Nous voudrions enfin mettre à la disposition des chercheurs un fonds de bibliothèque spécialisé. Outre les usuels et les périodiques que tout le monde connait, je voudrais regrouper à Preuilly, de manière systématique, les thèses soutenues sur les cisterciens, les actes des colloques, trop souvent mal connus comme celui qui s’est tenu, à Rouen, en janvier 2009, « Marie et la fête aux Normands ».
Nous demanderons aide et conseil au Père Longère qui est en train de constituer un centre de documentation, un peu semblable à celui que nous envisageons, mais à Lourdes.
Quels seront les partenaires du CERAP ?
Commençons par les historiens, qu’ils soient universitaires ou membres des sociétés savantes, puisque nous avons la preuve qu’elles sont vigoureuses et qu’elles nous ont donné l’élan premier ; merci à vous !

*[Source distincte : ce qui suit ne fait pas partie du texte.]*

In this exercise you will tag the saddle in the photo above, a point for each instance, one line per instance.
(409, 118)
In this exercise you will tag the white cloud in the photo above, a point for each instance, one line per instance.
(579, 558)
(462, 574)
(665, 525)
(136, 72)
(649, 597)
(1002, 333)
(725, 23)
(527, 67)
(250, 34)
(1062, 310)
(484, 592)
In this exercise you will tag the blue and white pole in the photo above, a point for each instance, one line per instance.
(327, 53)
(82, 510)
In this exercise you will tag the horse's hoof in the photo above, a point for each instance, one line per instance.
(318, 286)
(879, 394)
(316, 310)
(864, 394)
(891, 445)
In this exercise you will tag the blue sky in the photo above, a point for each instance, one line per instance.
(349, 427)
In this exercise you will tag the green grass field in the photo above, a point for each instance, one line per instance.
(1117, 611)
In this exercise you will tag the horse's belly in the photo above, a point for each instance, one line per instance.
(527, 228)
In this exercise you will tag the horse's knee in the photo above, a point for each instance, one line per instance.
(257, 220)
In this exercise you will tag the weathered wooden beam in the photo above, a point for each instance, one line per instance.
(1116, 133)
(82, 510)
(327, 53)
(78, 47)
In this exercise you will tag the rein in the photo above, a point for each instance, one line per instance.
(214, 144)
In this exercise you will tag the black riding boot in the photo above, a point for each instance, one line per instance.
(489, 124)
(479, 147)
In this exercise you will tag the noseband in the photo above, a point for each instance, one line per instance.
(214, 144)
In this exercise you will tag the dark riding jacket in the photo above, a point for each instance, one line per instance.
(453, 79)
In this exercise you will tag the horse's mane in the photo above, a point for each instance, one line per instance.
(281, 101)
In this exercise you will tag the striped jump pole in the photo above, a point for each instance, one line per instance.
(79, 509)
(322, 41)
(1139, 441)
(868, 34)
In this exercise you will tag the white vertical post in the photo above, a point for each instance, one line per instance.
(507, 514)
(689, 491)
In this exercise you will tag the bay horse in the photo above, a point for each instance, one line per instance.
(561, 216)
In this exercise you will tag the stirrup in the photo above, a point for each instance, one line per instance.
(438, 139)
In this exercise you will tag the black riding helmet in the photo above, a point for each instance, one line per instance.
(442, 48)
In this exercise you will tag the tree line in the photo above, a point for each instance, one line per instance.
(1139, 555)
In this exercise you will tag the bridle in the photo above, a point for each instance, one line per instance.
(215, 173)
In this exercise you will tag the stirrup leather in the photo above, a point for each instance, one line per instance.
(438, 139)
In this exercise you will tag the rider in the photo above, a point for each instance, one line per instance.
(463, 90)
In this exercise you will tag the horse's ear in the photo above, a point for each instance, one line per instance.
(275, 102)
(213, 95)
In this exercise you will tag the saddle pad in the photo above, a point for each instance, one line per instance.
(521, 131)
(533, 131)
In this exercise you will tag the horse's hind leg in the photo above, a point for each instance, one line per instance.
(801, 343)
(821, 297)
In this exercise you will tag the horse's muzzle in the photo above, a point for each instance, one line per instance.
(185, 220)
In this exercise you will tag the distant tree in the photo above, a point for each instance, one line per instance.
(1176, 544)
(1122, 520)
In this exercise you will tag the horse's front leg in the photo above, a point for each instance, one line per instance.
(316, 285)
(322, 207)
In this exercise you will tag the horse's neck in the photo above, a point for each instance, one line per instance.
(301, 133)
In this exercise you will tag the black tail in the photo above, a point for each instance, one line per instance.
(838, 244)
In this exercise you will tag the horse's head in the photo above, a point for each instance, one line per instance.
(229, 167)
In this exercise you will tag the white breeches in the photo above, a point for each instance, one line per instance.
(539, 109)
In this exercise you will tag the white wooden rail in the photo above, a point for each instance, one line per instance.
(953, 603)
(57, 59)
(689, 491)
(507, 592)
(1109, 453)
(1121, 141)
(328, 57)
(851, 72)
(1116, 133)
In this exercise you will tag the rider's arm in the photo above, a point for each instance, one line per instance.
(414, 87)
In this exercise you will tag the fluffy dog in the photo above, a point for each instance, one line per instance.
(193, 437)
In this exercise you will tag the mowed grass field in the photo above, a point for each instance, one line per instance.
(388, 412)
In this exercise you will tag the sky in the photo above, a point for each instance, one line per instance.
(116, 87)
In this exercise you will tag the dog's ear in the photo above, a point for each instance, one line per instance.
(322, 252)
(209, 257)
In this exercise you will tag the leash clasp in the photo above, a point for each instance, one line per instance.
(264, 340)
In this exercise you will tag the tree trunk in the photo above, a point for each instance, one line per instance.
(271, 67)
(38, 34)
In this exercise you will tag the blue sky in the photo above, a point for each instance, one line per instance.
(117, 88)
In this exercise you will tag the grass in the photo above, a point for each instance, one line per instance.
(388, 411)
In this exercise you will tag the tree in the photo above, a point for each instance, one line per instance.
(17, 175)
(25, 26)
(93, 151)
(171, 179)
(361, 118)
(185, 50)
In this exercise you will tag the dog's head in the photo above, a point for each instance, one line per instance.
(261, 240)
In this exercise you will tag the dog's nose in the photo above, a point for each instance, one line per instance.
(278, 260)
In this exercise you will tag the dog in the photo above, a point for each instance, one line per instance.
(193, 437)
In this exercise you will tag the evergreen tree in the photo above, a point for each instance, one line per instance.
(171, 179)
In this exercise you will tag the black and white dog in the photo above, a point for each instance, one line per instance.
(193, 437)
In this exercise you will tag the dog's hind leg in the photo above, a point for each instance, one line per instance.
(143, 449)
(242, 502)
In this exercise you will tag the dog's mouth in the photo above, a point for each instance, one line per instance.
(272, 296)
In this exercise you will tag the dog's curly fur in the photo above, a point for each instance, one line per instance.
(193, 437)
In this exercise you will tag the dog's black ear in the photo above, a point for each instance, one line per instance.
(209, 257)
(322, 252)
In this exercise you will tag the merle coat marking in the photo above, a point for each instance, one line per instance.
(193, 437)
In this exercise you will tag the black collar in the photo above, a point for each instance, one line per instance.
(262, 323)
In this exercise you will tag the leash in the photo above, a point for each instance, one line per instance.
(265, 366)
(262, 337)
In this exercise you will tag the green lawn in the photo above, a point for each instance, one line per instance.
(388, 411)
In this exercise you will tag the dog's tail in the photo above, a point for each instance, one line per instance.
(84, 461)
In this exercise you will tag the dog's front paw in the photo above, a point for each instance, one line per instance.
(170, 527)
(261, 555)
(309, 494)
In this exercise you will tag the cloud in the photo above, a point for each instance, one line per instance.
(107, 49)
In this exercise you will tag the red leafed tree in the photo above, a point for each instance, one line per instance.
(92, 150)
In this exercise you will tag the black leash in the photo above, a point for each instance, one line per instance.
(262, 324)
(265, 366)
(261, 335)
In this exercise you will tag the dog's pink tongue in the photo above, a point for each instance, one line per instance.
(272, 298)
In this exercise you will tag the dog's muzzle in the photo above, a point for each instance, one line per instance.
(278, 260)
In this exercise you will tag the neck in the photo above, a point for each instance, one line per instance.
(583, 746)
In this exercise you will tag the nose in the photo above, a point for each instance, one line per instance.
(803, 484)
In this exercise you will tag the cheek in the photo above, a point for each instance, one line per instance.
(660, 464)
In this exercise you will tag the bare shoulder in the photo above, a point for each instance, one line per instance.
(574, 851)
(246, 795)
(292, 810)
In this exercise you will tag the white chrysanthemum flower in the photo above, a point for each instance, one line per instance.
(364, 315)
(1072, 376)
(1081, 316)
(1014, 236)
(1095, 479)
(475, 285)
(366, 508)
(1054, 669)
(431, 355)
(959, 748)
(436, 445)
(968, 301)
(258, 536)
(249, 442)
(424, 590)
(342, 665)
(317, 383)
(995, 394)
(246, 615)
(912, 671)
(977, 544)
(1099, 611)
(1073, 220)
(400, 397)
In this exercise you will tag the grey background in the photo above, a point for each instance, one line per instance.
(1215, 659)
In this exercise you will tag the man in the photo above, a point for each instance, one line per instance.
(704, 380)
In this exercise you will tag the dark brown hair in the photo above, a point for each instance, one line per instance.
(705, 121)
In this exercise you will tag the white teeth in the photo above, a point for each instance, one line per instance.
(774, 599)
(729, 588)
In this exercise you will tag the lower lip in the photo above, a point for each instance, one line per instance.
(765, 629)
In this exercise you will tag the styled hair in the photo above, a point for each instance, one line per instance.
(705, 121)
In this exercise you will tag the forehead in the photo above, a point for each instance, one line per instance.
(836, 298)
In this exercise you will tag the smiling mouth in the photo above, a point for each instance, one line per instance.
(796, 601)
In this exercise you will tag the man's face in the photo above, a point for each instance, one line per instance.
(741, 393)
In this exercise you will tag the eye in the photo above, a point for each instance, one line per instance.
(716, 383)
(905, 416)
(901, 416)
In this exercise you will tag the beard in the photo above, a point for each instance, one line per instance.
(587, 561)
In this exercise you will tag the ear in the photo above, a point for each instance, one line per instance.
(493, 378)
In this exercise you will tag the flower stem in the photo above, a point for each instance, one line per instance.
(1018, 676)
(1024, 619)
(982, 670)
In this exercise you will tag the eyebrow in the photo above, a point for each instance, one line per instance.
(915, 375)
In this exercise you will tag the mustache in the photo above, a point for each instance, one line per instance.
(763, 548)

Evidemment les animateurs de sites cisterciens, mais aussi les autres centres de recherche. Puisque nous avons la chance d’avoir avec nous Monsieur Barbier du Collège des Bernardins, dont le rayonnement est déjà immense, nous oserons nous placer dans l’ombre de ce prestigieux centre culturel tout récemment créé. Nous solliciterons le CERCOR, établi de longue date à l’université de Saint-Etienne, le Centre Européen de Recherche sur les Congrégations et les Ordres Religieux, de renommée mondiale, avec plus de 5400 références. Enfin évidemment, le CERCIS, de création plus récente, mais qui regroupe, à Cîteaux, quantité d’archives.
Il existe à l’Abbaye d’Heiligenkreuz un immense centre européen de documentation cistercienne, il existe à Rome une chaire Benoit XII, Benoit XII était un cistercien qui est
devenu Pape et la chaire Benoit XII se consacre à l’étude des cisterciens, l’Université de Metz développe un séminaire sur les cisterciens…
Tout cela doit être mis en réseau
Quel sera le financement du CERAP ?
Le CERAP dépend de l’ARAP ; il en est l’activité phare. C’est donc l’ARAP qui recherchera les financements, examinera les projets, attribuera les budgets exactement comme dans toutes les associations.
En terminant, je veux vous remercier au nom de toute la famille. Nous sommes tout petits-petits, nous allons commencer modestement, mais, avec vous, nous pouvons grandir très vite et nous vous remercions de nous y aider.
Yves Husson : président de l’ARAP
Avant de passer à table, et avant que certains d’entre vous ne nous quittent, contraints par leur obligations, et notamment certains élus, je veux dire un mot de l’environnement…physique.
Nous serions désireux, et il serait souhaitable, que puisse s’ouvrir une réflexion sur l’éventuelle création d’une Z.P.P.A.U.P. [Zone de Protection du Patrimoine Architectural Urbain et Paysager] qui permettrait de protéger le vallon de toute nuisance et, pour cela, nous avons besoin de votre appui et de votre intervention Mesdames et Messieurs les élus.